2.2.7 Fluorimetric dosage of calcium in culture supernatants
After 24 h of cell culture in the powder extracts, the culture supernatant was collected and the calcium was dosed using a commercial fluorimetric dosage assay (Abcam, United Kingdom) according to the manufacturer’s instructions in black 96-well plates (Corning, United States). The fluorescence was measured in a plate reader (Fluostar Optima, BMG Labtech, Germany) with an excitation at 544 nm and emission at 590 nm.
2.2.8 Microscopy image analysis and statistical assays
For each experiment needing to make microscopy observation, at least 10 fields were imaged using an upright AxioImager M2 fluorescence microscope coupled to an AxioCam MRm camera (Zeiss, Germany). Images were then analyzed using the ImageJ software. Cell density was measured by counting the Hoechst 33,342 positive nuclei reflecting the cell number and reported as number of cell/cm2. The proliferation rate was calculated as the percentage of EdU positive nuclei on Hoechst 33,432 positive nuclei.

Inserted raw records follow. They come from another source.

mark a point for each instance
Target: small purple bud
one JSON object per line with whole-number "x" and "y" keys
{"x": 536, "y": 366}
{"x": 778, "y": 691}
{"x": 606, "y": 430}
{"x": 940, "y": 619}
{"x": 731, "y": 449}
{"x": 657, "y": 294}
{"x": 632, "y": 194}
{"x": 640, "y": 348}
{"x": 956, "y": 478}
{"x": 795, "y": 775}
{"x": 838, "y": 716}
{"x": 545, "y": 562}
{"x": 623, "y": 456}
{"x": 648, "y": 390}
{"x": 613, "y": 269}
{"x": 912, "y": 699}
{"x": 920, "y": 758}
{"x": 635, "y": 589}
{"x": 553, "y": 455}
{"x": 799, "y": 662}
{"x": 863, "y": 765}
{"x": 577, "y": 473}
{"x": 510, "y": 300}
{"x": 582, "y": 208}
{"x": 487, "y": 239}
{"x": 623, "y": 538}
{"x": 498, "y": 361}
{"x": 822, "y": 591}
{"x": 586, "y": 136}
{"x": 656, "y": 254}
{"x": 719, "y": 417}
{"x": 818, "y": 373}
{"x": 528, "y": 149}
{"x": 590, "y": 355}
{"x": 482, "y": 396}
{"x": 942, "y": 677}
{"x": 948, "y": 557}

For each test, at least 3 independent experiments were performed with freshly prepared powder extracts. Statistical analyses were done using GraphPad Prism 9. Data were assayed for normality using the Shapiro-Wilk test. According to the data set and the results of the normality test, either a Kruskal–Wallis test followed by a Dunn’s post hoc test (non-parametric) or an ANOVA one-way followed by a Tukey post hoc test was performed. Differences were considered as significant for p ≤ 0.05.
3 Results and discussion
3.1 Characterization of raw oyster shell powders
The SEM analysis provided the micrographies of the OSP particles. Figure 1A shows at high magnification details of the surface of a particle with typical outer prismatic layers or sheet layers of the shell. They are generally oriented to the growth direction of the oyster shell (Yoon et al., 2003). The surface is irregular with a lot of debris as short mineral fibers and Figure 1B. Shows the global morphology and size of the particles of the selected powder.
FIGURE 1. SEM images (SE mode) of selected raw oyster shell powder for the synthesis. (A) Detail of the surface of a particle (bar: 1 µm). (B) Global view and morphology of the particles (bar: 200 µm).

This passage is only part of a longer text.